Part 3: The Overlay Network (VXLAN)
If Pod A (10.244.1.5) on Node 1 wants to talk to Pod B (10.244.2.10) on Node 2, we hit a massive problem. The physical datacenter routers connecting Node 1
and Node 2 only know the IP addresses of the physical Nodes themselves. They have
absolutely no idea what a "Pod IP" is. If they see a packet destined for
10.244.2.10, they will drop it immediately.
CNIs solve this using an Overlay Network via Encapsulation (commonly VXLAN or IP-in-IP).
- Node 1's CNI intercepts the packet leaving Pod A.
- It takes the entire IP packet (Source: Pod A, Dest: Pod B) and wraps it inside a brand new UDP datagram.
- The new outer UDP packet has Source: Node 1 IP, Dest: Node 2 IP.
- The physical datacenter routers see a normal Node-to-Node UDP packet and happily route it across the wire.
- Upon receiving the packet, Node 2's CNI unwraps the UDP payload, extracts the original
Pod-to-Pod packet, and routes it into the
cni0bridge to reach Pod B.
Note: Some advanced CNIs (like Calico in BGP mode) avoid encapsulation entirely by advertising Pod IP routes directly to the physical datacenter routers using the Border Gateway Protocol, achieving near bare-metal performance.
Part 4: The ClusterIP Illusion and kube-proxy
Because Pod IPs are volatile (changing whenever a Pod restarts), we use Services.

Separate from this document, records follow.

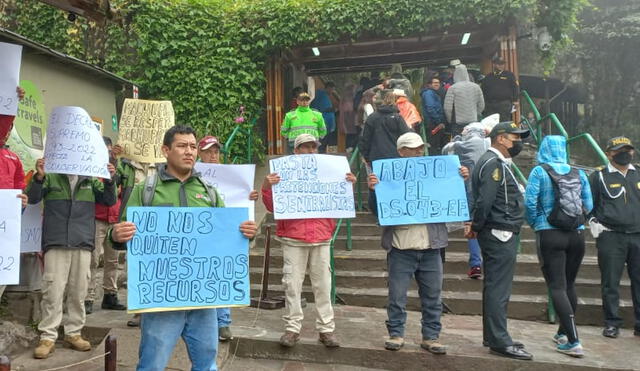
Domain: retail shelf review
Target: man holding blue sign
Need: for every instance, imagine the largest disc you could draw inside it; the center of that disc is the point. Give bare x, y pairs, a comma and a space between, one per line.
178, 186
413, 239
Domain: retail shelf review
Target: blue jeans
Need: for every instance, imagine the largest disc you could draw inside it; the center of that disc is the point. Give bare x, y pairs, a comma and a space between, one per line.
426, 266
160, 332
475, 257
224, 317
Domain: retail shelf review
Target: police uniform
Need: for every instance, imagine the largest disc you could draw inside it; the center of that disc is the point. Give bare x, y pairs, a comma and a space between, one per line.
616, 210
497, 216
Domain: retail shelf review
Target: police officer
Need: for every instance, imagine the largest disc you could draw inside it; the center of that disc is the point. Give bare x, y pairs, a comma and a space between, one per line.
500, 90
497, 215
616, 227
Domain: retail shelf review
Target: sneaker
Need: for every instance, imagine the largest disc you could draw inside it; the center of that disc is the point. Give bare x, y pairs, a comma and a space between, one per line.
224, 333
394, 343
44, 349
475, 273
433, 346
560, 339
328, 339
289, 339
572, 349
76, 342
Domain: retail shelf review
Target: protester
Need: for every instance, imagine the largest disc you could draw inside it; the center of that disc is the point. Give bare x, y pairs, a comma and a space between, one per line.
68, 237
464, 101
382, 130
305, 242
497, 217
209, 153
500, 89
198, 327
556, 200
615, 224
303, 120
106, 216
413, 251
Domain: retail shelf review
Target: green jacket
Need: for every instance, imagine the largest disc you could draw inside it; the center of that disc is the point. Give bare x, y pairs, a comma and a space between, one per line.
303, 120
67, 222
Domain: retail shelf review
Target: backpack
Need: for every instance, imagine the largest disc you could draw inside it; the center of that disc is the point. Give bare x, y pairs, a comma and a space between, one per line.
567, 212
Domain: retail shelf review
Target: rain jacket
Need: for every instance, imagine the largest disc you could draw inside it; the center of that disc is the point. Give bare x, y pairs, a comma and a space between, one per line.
539, 197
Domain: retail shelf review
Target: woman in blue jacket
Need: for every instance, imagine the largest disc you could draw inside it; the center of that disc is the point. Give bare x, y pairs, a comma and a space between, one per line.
560, 250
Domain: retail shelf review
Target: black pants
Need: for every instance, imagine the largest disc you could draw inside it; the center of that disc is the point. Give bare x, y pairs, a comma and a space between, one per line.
499, 262
560, 254
614, 250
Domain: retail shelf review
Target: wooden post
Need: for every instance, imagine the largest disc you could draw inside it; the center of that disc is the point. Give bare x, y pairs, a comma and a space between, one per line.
111, 358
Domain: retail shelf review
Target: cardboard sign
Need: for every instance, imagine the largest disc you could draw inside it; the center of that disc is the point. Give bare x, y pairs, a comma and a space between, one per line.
418, 190
312, 186
233, 182
142, 127
187, 258
10, 236
74, 146
9, 77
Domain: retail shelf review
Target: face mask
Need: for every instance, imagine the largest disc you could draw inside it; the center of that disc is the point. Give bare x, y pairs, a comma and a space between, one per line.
623, 158
516, 149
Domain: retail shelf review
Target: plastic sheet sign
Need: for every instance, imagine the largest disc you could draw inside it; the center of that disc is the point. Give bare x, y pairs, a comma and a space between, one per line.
233, 182
74, 145
10, 236
187, 258
312, 186
417, 190
9, 77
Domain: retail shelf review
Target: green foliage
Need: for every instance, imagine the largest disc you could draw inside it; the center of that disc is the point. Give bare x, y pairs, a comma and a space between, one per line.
208, 56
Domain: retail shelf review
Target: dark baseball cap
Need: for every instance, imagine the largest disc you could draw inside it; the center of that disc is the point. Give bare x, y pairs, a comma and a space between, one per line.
508, 127
617, 143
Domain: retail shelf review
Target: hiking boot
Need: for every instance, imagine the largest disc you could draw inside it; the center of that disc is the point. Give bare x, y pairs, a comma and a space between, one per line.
44, 349
433, 346
224, 334
76, 342
88, 307
394, 343
289, 339
110, 302
475, 273
329, 340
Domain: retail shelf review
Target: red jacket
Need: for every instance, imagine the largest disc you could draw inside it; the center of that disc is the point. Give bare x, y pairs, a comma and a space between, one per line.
306, 230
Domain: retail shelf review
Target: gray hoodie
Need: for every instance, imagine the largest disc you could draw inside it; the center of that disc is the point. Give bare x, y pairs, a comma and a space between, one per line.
465, 96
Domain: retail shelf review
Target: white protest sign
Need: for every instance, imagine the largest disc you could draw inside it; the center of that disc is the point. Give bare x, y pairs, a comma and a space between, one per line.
312, 186
9, 77
31, 234
233, 182
10, 236
74, 145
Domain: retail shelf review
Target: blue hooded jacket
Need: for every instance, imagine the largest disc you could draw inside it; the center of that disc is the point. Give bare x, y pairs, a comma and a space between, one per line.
539, 196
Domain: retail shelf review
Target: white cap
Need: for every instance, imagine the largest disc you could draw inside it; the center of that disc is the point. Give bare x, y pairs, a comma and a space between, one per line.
409, 140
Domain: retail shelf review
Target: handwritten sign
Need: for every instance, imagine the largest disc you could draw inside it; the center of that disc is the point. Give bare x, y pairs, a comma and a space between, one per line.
233, 182
187, 258
419, 190
312, 186
9, 77
74, 146
31, 231
10, 236
142, 127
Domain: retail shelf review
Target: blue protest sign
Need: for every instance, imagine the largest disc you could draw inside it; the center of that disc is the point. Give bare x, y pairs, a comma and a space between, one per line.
187, 258
417, 190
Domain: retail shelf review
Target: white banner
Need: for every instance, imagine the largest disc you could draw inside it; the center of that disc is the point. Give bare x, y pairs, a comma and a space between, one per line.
312, 186
74, 145
31, 235
9, 77
10, 236
234, 182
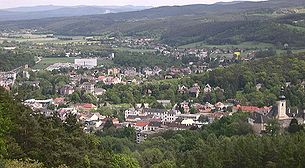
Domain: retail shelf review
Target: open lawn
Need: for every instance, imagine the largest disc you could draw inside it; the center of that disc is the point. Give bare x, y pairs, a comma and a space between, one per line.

A Service provides a highly available Virtual IP (ClusterIP).
The shocking truth of the Kubernetes Service is that the ClusterIP (e.g., 10.96.0.100) does not physically exist on any network interface. You cannot ping
it. It is a mathematical illusion maintained by a daemon called kube-proxy running
on every single Node.
kube-proxy constantly watches the API Server. When a Service is created, it
writes complex rules directly into the Node's Linux kernel (using iptables or
IPVS).
IPTables vs IPVS
Historically, kube-proxy used iptables. It created a sequential list of
routing rules. For massive clusters with 10,000 Services, finding the correct route
required O(N) linear scanning, causing severe CPU latency. Modern K8s installations
switch kube-proxy to IPVS mode, which uses an underlying in-kernel Hash Table
to route VIPs in instant O(1) time.
When a Pod sends traffic to a ClusterIP, the packet hits the Node's kernel, triggers the iptables/IPVS rule, and is instantly rewritten via Destination NAT (DNAT). The destination IP is literally swapped from the ClusterIP to the IP of a randomly selected backend Pod, providing native, distributed load-balancing without a central choke point.
Conclusion: Software-Defined Magic
Kubernetes networking is a masterpiece of software-defined routing. By combining Linux Network Namespaces for isolation, VXLAN overlays for cross-node transit, and kernel-level IPVS hashing for distributed load balancing, K8s creates a seamless, global mesh network that completely abstracts away the physical hardware beneath it.